The Conservatory's New Music Ensemble, expanded in size for the occasion to the scale of a respectable string orchestra, accompanied confidently under Paiement's direction, even if it lacked the last degree of abandon. (The program doesn't credit the concertmaster, which is a shame, since his graceful and sensuous accounts of the many violin solo passages were among the high points of the performance.)

Other parts of the program expanded, in one way or another, on the idea of synesthesia. Tan Dun's 1986 Eight Colors, for string quartet, comprised eight short sketches, some of the movement titles directly mentioning colors ("Pink Actress," "Black Dance"), others not ("Drum and Gong," "Cloudiness"). The composer writes that the string-playing techniques as well as the musical material derive from Peking Opera. There are slow glissandos, slap pizzicatos, static and slowly shifting textures. One oft-recurring element is a long note begun with little bow pressure and then squeezed ever harder until the pitch cracks and breaks.

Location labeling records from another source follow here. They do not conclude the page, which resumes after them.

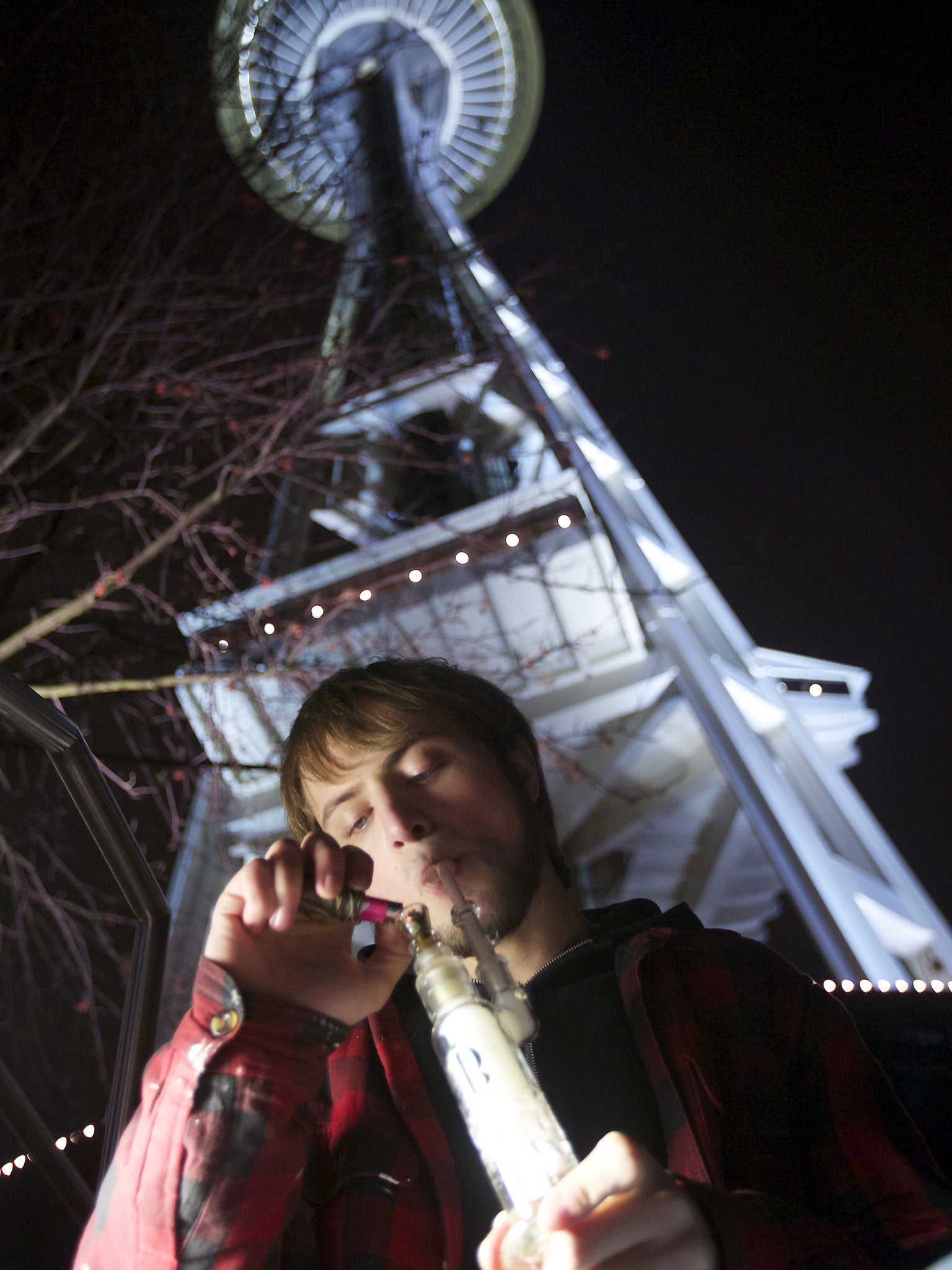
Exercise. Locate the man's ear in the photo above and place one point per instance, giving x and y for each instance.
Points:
(526, 768)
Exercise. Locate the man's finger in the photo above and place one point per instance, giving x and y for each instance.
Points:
(358, 871)
(614, 1166)
(488, 1251)
(255, 886)
(632, 1222)
(288, 871)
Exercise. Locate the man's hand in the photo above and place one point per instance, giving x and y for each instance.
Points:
(617, 1209)
(255, 939)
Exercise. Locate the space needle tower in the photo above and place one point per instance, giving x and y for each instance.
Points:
(685, 762)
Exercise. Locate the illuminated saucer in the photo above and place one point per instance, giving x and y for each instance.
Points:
(283, 68)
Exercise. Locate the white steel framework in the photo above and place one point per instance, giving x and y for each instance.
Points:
(685, 762)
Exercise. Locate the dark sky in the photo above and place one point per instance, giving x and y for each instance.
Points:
(748, 205)
(757, 200)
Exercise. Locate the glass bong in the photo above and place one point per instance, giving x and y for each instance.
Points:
(519, 1141)
(478, 1041)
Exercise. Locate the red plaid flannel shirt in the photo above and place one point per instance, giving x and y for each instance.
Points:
(258, 1148)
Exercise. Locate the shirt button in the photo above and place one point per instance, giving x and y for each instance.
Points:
(224, 1023)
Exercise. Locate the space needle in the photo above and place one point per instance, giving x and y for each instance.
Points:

Despite the brevity of the sections, the work felt overlong, the sparse material not quite justifying the span over which it was spread. The lighting crew attempted to add variety, changing the illumination of the quartet movement by movement (lowering the lights way down for the static "Zen," for example). The performance, polished and obviously attentive, was by Conservatory students Claude Halter and Stephanie Bibbo, violins; Alexa Beattie, viola; and Charles Akert, cello.
Sonic Flutter-By
Kaija Saariaho's 2000 Sept Papillons (Seven butterflies) drew an amazing array of tremulous, fluttering effects out of Conservatory faculty cellist Jean-Michel Fonteneau's solitary instrument. The butterflies of Saariaho's imagination are large, colorful, sometimes alarming. The pieces portray them not only in sound, but also visually, in the complicated gymnastics the music demands of the cellist's left hand. (Fonteneau's hand — trembling between two widely spaced harmonics, thumb flying from top to bottom string and back again, fingers whirring on the fingerboard without bow or pizzicato — fluttered most captivatingly.) The technical challenges are enormous, but never gratuitous. Fonteneau was adept at getting Saariaho's complex mixtures of harmonics, "natural" notes, and left-hand pizzicatos to speak clearly within a single phrase.

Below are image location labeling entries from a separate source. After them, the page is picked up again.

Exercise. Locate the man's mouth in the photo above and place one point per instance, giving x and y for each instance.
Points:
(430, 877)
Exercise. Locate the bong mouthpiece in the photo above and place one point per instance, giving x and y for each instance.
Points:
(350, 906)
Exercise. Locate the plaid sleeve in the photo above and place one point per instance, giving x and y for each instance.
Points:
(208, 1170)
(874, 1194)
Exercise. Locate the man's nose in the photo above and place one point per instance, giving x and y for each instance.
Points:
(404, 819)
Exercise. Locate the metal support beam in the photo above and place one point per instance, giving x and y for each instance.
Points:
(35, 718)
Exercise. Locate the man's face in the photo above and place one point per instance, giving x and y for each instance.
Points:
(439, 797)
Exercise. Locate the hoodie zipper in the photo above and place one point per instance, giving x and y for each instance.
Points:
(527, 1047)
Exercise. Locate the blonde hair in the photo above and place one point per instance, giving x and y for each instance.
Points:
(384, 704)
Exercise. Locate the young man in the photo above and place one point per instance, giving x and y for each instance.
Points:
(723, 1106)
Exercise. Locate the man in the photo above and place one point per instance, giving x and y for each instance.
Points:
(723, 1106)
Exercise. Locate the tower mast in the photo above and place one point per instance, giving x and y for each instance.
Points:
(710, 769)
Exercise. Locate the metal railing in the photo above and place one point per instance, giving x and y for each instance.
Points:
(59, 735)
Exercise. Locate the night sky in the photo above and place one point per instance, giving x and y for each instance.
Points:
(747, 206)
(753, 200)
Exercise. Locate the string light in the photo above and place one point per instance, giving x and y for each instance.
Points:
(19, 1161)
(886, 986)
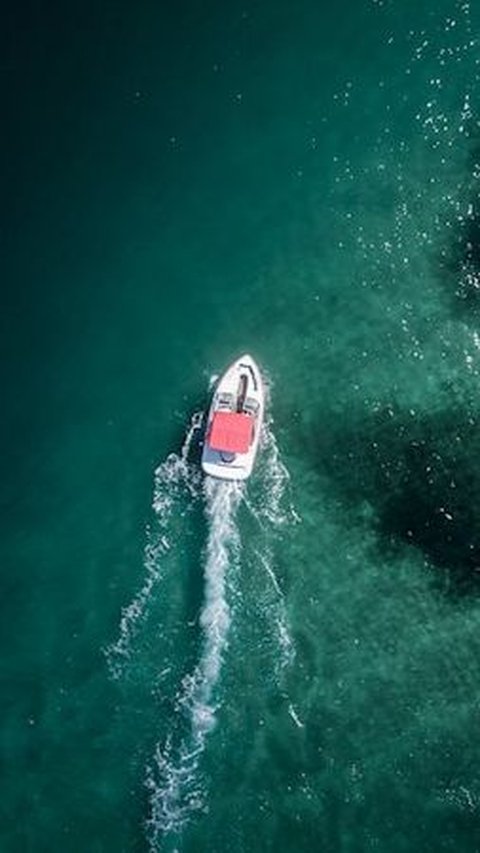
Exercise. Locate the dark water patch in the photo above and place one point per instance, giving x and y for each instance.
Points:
(414, 477)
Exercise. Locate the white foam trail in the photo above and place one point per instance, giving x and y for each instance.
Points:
(274, 510)
(173, 478)
(175, 789)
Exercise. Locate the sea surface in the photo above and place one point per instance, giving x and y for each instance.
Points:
(290, 665)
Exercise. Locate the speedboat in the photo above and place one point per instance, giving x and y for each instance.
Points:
(234, 422)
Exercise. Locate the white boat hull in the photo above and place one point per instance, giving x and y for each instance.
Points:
(239, 390)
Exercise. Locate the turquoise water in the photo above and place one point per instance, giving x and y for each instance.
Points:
(293, 665)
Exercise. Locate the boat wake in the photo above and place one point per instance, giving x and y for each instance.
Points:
(176, 788)
(177, 482)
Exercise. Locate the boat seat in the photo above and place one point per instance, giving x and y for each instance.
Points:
(225, 401)
(251, 406)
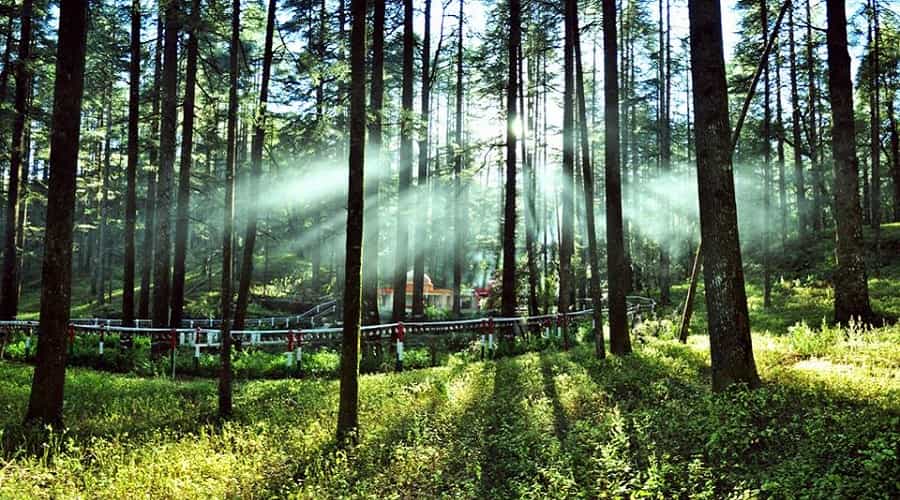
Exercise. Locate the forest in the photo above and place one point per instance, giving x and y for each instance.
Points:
(399, 249)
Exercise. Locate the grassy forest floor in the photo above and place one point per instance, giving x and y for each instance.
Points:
(825, 424)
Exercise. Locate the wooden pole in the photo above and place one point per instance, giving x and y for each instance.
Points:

Philip Glass' 1981 Facades, an outtake from the much-lauded score to the film Koyaanisqatsi, came with more explicit visual accompaniment, in the shape of a digital-video essay by Elliot Anderson. The video used what I took to be photographic stills looking up the walls of various buildings toward the sky. (In one, a flying hawk appeared, silhouetted against the blue.) These images, cut into angular shapes, seemed to rotate and interpenetrate one another in three dimensions, continually turning in on themselves in the manner of a gigantic kaleidoscope.

It was fascinating to watch, and it is fair to say that Glass' music did its part by not hogging the attention. Facades gives lyrical lines to oboe and alto sax (Benjamin Opie and Jonathan Russell on Saturday), over a typical undulating Glassian background laid down by five strings and synthesizer. The music did little but step nervously away from its oppressively stable A minor and then back again, until it seemed to lack the will even to venture so far. As a standalone piece, I think it would have been insufferable; as accompaniment to Anderson's work, it was oddly apt.

BluePrint has moved up in scale from last year's season-opener, which was in the Conservatory's smaller Recital Hall, and Saturday's sizable audience looked as though the word about the series' quality has gotten out beyond the Conservatory-student crowd. I hope that the Conservatory's new Civic Center home encourages more Bay Area music-lovers to think of the SFCM as a concert-presenter, and not only as a school. There are great musical goings-on at the Conservatory, and BluePrint continues to be one of them.

Michelle Dulak Thomson is a violinist and violist who has written about music for Strings, Stagebill, Early Music America, and The New York Times.